Since then, four different cabinet ministers have handled the file and electricity prices remain volatile with the regulated rate option jumping 40 per cent from April to May due to plant and transmission line maintenance.
Critics say they aren’t holding out a lot of hope the report will improve the plight of residential consumers.
“They’ve spent a lot of taxpayers dollars to produce a whole bunch of committees and a whole bunch of reports,” said Wildrose critic Joe Anglin. “This is indicative of the fact they don’t know what to do.”
He said report may be late but consumer electricity bills will arrive on time.
“It would not surprise me at all, their having not done anything since the last election … that what they will end up doing here is waiting for the next election and doing something silly again, whatever they have to do to get elected,” Anglin said. “That’s not how you manage a market-based electricity system.”

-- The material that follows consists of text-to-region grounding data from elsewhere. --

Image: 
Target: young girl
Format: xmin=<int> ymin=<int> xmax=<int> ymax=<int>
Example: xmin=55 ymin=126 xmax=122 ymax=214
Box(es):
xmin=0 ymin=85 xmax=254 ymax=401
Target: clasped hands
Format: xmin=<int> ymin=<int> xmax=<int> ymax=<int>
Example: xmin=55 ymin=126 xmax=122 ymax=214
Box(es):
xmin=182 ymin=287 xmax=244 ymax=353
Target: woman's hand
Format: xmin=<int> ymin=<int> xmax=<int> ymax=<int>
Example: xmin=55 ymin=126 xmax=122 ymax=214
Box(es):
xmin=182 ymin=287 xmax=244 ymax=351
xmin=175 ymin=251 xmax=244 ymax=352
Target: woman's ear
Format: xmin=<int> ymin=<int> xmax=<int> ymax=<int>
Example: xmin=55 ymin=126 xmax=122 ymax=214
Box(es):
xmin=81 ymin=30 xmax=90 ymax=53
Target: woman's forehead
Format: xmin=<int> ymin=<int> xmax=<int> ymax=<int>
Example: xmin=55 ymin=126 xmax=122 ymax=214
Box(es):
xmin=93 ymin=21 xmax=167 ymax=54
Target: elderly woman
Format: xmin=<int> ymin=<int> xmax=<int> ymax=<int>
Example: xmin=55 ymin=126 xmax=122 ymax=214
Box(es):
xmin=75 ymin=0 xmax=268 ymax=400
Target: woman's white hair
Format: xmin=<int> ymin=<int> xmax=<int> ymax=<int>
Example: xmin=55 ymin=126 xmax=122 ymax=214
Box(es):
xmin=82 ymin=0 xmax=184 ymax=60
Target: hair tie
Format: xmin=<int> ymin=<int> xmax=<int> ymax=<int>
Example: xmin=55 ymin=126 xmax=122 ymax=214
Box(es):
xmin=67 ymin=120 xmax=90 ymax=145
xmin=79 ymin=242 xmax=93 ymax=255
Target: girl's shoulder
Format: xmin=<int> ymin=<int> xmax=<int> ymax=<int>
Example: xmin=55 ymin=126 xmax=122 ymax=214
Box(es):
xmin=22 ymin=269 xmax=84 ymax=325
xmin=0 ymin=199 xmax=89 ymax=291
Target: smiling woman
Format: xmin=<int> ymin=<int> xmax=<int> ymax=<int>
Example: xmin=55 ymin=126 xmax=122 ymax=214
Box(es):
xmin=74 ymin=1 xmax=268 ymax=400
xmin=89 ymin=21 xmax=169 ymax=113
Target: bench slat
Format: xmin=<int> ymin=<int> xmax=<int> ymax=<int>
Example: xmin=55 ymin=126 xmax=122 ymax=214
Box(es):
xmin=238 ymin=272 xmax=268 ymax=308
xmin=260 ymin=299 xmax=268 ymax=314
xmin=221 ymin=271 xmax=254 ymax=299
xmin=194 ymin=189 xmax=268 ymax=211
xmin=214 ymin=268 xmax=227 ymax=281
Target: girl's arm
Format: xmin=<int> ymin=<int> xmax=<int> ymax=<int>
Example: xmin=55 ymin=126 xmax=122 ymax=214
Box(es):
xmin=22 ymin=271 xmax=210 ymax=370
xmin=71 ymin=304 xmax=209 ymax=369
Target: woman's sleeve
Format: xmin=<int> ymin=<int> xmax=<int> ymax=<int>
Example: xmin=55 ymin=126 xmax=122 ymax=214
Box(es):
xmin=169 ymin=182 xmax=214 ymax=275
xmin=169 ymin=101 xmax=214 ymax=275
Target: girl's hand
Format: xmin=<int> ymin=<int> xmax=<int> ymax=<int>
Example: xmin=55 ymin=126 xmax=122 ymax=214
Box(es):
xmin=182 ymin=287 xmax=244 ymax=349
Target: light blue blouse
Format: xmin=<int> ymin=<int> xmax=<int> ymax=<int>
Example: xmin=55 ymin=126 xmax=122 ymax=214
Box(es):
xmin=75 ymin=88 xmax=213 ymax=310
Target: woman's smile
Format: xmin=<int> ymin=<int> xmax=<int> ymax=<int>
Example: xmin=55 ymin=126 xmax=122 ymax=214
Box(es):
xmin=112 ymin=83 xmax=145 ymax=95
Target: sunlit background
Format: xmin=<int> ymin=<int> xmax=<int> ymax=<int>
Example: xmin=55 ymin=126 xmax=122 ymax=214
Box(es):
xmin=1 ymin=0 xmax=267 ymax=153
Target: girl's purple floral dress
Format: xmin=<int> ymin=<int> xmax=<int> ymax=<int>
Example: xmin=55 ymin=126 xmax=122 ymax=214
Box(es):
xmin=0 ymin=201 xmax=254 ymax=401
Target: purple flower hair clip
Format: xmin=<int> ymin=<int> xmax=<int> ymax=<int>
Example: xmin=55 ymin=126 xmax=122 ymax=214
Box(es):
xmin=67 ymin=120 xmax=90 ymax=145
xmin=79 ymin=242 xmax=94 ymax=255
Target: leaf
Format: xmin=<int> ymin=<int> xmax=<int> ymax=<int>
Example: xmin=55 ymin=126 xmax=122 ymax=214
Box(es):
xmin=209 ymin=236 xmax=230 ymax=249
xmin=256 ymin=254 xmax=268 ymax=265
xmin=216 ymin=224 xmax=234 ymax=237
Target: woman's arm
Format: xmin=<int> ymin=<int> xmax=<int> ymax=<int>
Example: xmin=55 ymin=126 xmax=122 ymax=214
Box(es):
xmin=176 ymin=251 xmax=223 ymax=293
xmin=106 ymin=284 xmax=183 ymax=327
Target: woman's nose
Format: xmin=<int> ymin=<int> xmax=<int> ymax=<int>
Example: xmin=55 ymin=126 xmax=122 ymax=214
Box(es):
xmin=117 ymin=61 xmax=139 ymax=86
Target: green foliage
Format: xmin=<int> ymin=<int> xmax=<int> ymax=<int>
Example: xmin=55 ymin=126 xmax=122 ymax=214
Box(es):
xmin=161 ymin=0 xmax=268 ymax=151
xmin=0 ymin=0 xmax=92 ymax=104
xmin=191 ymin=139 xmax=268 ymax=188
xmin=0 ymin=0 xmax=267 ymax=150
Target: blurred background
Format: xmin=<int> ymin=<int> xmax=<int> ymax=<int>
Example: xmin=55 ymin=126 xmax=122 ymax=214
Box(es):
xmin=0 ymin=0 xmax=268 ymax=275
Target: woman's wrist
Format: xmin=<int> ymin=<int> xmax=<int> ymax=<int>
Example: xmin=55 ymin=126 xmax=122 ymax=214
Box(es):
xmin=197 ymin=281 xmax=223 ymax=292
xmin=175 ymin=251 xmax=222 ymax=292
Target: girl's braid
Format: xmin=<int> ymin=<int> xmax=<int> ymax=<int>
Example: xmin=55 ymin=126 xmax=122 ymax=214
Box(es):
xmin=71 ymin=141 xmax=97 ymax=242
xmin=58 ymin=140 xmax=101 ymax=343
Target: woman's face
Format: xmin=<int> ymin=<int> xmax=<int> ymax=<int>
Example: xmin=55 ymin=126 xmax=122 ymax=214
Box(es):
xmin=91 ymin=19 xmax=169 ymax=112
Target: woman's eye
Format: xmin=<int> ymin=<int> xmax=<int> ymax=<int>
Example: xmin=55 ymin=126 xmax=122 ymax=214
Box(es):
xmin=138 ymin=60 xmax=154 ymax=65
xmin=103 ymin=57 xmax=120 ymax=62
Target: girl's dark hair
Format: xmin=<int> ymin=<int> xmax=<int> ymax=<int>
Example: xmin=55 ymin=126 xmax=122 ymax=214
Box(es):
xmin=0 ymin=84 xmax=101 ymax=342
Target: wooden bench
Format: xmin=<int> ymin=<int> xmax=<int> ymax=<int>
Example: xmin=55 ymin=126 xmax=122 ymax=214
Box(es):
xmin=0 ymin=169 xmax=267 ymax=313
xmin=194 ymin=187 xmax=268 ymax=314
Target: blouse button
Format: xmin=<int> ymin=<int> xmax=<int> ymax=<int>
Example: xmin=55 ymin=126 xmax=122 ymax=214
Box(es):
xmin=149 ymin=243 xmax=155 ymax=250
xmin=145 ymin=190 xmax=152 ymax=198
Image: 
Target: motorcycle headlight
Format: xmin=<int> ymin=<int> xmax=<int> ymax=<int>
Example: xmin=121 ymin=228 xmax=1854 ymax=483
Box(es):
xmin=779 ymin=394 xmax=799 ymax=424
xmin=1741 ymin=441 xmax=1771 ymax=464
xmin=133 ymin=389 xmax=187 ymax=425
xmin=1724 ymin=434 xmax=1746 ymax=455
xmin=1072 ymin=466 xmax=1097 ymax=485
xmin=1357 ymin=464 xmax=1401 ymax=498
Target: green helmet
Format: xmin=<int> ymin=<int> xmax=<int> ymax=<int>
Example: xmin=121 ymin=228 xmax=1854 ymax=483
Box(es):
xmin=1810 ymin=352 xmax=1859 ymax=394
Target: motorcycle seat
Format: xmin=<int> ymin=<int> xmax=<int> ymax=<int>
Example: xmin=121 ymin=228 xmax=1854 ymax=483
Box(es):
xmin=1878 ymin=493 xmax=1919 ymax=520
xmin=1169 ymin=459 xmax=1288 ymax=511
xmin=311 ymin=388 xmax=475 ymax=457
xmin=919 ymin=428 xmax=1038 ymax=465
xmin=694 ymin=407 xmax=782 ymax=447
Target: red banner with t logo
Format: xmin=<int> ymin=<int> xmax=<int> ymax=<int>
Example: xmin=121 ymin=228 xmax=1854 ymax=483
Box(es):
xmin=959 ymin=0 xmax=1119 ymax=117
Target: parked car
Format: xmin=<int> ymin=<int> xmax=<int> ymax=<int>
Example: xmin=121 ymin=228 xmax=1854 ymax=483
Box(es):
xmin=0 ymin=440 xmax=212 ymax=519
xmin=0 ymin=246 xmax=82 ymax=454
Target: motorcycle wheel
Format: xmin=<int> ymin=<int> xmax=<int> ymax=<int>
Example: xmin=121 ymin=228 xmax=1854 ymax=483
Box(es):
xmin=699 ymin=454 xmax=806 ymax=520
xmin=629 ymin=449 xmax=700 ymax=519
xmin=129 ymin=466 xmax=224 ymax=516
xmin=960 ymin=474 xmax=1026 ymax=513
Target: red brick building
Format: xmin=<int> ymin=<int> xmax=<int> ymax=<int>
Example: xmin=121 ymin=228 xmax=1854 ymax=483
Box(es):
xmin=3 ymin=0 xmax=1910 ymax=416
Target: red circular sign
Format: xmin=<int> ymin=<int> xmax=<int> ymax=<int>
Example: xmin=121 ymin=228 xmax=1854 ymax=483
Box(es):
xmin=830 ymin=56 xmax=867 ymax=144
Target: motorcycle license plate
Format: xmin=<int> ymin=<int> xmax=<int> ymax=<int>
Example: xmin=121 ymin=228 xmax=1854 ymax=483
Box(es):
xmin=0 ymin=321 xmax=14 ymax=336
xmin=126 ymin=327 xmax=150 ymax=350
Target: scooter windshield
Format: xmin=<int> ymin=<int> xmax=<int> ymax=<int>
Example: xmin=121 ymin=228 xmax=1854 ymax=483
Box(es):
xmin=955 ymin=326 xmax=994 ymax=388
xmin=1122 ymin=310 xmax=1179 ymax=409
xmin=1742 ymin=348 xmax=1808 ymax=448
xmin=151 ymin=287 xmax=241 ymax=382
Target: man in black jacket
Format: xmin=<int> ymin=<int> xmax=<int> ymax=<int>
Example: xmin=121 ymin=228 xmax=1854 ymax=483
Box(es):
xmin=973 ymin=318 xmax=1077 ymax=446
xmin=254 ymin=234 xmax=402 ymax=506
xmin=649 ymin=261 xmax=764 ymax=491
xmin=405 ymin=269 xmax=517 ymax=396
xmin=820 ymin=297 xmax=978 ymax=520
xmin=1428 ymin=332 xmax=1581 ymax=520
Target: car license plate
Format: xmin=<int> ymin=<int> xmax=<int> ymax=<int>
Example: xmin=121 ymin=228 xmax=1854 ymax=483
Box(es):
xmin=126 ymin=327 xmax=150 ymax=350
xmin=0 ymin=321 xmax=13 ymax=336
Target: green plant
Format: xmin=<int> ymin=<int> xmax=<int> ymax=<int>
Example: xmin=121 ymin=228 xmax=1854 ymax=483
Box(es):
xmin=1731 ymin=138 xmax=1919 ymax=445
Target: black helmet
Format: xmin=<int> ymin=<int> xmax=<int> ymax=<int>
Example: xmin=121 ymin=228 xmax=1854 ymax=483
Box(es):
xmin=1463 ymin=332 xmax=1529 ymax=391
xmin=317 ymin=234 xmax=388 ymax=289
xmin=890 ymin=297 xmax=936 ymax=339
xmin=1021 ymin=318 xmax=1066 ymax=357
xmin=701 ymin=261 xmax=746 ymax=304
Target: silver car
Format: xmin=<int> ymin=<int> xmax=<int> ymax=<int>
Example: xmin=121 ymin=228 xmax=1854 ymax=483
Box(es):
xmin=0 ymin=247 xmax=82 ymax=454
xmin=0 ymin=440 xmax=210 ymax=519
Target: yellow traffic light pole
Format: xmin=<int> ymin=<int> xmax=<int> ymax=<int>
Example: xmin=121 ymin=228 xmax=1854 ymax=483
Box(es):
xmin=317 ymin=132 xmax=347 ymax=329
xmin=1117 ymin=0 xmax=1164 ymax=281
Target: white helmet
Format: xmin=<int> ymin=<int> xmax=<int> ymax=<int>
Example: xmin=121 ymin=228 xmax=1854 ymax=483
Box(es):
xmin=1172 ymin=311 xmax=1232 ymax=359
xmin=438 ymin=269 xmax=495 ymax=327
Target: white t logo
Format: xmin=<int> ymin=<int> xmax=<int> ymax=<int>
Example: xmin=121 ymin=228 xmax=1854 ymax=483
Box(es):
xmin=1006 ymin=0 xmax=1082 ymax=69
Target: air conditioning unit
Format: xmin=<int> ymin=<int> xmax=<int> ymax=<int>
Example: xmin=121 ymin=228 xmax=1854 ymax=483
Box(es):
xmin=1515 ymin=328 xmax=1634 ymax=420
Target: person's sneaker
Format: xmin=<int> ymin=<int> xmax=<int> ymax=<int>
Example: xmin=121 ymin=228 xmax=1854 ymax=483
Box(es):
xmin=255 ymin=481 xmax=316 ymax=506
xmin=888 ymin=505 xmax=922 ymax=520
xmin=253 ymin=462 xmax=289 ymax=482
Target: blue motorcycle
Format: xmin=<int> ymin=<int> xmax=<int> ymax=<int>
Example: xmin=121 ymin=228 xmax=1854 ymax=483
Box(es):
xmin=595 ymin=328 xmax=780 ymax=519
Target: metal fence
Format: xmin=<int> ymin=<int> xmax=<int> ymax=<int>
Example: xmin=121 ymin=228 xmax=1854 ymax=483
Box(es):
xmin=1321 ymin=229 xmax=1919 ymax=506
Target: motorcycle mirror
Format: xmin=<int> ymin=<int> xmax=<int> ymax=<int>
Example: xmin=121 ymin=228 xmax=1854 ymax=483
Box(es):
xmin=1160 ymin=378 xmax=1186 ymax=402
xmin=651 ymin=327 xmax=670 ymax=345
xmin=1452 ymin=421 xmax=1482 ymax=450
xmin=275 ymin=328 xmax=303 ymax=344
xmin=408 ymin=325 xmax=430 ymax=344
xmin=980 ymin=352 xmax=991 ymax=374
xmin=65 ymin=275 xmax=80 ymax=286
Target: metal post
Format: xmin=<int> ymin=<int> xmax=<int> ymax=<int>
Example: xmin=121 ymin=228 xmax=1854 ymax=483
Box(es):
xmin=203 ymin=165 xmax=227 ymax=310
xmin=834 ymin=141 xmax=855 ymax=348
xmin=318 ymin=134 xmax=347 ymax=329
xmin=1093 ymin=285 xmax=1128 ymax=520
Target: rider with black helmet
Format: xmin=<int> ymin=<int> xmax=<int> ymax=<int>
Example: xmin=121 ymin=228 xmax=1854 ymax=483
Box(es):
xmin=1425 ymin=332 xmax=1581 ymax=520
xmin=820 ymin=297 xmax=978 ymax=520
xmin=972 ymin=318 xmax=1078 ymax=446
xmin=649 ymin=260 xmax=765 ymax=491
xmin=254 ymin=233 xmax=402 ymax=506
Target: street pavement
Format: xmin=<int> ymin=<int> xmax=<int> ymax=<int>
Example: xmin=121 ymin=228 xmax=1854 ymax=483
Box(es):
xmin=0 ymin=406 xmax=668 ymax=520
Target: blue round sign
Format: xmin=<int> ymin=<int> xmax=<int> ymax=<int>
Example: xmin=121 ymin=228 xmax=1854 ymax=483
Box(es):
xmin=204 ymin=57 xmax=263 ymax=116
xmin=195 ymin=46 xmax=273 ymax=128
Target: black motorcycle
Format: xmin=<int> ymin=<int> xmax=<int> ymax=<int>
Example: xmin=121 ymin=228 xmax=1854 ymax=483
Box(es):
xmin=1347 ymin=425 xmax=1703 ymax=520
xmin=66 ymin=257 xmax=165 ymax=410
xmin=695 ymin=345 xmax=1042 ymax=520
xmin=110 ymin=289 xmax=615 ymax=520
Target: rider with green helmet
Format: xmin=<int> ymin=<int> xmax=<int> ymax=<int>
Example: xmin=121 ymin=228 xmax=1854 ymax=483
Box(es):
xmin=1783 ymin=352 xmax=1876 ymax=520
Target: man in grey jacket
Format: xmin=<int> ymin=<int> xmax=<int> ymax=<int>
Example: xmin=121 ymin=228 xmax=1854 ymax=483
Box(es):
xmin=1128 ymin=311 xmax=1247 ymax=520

NDP MLA David Eggen said Albertans are increasingly demanding an explanation for why their electricity bills are so high and he hopes the report will provide some answers.
“We need to have a plan of action to protect Albertans who are right now paying some of the highest monthly rates in North America for residential and commercial power,” he said. “Let’s make it crystal clear why that is, then we can start to solve the problem, because it’s outrageous that we have to pay such high power bills in this province.”
Alberta Consumers Coalition spokesman Jim Wachowich said the plan to create a retail market for electricity in Alberta has been a failure and he is not optimistic a committee of Tory MLAs can fix it.
“This whole process of trying to re-design the utility marketplace has been a very, very flawed process,” he said. “It is our belief that we have just paid a whole lot of money into a conceptual re-design that hasn’t delivered the benefits and probably is not going to deliver benefits that outweigh the costs.”